On Wednesday, however, it was ruled that Gallagher’s length and severity of incarceration – in additionto being demoted one rank from Special Operations Chief to petty officer first class and sustaining a $2,697 pay cut over four months – was too severe.
“The judge went on to give Gallagher 60 days' credit for being held in overly harsh conditions before being tried – as well as for being deprived of treatment for a traumatic brain injury,” The Associated Press reported. “Gallagher was also credited with 201 days of pretrial confinement.”
Ultimately, Gallagher was found not guilty on six of the most serious charges – including premediated murder and the attempted murder of two non-combatants.
Retired Navy Commander Kirk Lippold, who commanded the USS Cole when it was attacked by terrorists in 2000, is pleased that Gallagher is not being punished with more than he deserved to make a politically correct statement.

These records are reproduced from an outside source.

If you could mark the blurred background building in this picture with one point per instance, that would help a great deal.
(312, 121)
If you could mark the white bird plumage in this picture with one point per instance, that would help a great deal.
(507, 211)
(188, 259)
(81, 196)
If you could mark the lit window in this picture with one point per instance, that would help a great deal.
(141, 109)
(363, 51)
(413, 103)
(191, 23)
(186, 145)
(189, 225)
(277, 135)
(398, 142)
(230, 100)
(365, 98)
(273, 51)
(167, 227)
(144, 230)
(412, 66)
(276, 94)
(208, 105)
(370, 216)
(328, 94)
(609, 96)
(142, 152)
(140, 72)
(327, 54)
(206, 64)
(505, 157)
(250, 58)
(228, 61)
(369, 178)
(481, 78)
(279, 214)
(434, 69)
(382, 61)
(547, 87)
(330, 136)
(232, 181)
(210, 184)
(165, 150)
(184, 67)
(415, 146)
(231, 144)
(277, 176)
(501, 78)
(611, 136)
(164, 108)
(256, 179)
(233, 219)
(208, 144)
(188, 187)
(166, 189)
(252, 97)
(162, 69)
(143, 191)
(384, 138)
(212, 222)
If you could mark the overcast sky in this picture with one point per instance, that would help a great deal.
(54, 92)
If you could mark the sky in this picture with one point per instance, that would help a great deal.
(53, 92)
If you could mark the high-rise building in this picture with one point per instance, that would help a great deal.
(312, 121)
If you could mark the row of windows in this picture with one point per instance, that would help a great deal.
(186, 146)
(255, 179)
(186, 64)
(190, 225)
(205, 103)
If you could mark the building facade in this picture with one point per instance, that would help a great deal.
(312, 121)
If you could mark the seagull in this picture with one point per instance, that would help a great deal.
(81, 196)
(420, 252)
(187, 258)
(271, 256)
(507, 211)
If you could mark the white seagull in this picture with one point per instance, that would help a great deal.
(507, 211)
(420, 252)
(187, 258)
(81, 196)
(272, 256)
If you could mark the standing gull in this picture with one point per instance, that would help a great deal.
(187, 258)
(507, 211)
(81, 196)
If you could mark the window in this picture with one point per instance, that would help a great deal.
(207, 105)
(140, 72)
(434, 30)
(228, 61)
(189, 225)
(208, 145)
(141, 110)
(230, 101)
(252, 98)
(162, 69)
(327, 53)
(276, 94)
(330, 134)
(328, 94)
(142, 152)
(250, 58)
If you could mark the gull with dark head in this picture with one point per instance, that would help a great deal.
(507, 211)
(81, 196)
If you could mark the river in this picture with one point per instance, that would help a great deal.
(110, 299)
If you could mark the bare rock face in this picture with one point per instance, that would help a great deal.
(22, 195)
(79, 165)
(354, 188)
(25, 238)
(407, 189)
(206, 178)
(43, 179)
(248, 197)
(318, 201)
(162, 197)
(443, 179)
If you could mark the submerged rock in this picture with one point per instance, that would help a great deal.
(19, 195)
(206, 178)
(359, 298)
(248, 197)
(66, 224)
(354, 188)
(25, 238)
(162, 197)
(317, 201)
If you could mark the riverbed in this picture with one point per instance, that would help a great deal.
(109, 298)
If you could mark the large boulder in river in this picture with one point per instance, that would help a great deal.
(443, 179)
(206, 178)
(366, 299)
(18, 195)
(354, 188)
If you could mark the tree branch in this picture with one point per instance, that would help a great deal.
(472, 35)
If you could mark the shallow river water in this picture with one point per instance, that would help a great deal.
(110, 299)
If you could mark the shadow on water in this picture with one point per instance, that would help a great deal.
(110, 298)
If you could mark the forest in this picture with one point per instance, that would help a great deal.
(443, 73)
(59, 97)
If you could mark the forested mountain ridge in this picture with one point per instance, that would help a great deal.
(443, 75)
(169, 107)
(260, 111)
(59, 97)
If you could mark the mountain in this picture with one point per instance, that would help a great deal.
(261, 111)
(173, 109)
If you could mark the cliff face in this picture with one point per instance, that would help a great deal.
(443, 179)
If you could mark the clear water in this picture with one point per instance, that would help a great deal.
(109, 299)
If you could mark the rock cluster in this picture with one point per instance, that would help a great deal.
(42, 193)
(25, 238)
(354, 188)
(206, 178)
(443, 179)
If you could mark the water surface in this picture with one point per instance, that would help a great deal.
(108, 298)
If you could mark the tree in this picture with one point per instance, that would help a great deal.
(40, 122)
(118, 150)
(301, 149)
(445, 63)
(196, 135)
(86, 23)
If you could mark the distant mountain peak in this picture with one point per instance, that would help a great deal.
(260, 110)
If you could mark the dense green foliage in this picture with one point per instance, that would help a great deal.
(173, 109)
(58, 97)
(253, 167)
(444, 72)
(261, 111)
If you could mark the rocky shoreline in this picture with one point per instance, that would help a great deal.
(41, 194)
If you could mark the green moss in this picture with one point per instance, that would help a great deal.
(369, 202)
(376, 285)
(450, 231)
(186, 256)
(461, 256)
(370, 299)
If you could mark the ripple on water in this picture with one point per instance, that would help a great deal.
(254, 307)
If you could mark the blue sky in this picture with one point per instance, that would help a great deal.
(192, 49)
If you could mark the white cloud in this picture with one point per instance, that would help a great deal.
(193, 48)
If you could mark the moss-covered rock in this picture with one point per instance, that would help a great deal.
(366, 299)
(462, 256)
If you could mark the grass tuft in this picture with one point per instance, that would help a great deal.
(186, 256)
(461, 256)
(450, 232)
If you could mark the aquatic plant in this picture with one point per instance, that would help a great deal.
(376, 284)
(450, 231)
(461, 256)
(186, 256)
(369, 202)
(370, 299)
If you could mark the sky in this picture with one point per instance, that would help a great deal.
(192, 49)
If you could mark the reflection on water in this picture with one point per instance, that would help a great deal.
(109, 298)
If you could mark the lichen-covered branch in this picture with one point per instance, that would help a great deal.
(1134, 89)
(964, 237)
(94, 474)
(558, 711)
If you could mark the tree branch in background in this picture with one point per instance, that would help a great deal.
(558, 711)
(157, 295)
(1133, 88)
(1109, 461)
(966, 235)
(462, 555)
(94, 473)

"We have to have an inherent trust in the military justice system,” Lippold insisted. “And at the end of the day, those officers – some of those who sat on his jury had combat experience – determined that the breadth and depth of evidence that they were trying to convict him on was not sufficient for the charges that they had levied at him. And I think at the end of the day, the system worked."
Defense lawyers argued that Gallagher was framed by junior disgruntled platoon members who fabricated the allegations to oust their chief.
"I think this case was an aberration and is not indicative of the trust issues within the special operations community – especially the SEAL teams,” Lippold contended. “I think they can trust."
Lippold also stressed that he does not think it would have been a good idea for President Donald Trump to have pardoned Gallagher – if he had been found guilty of the more serious offenses.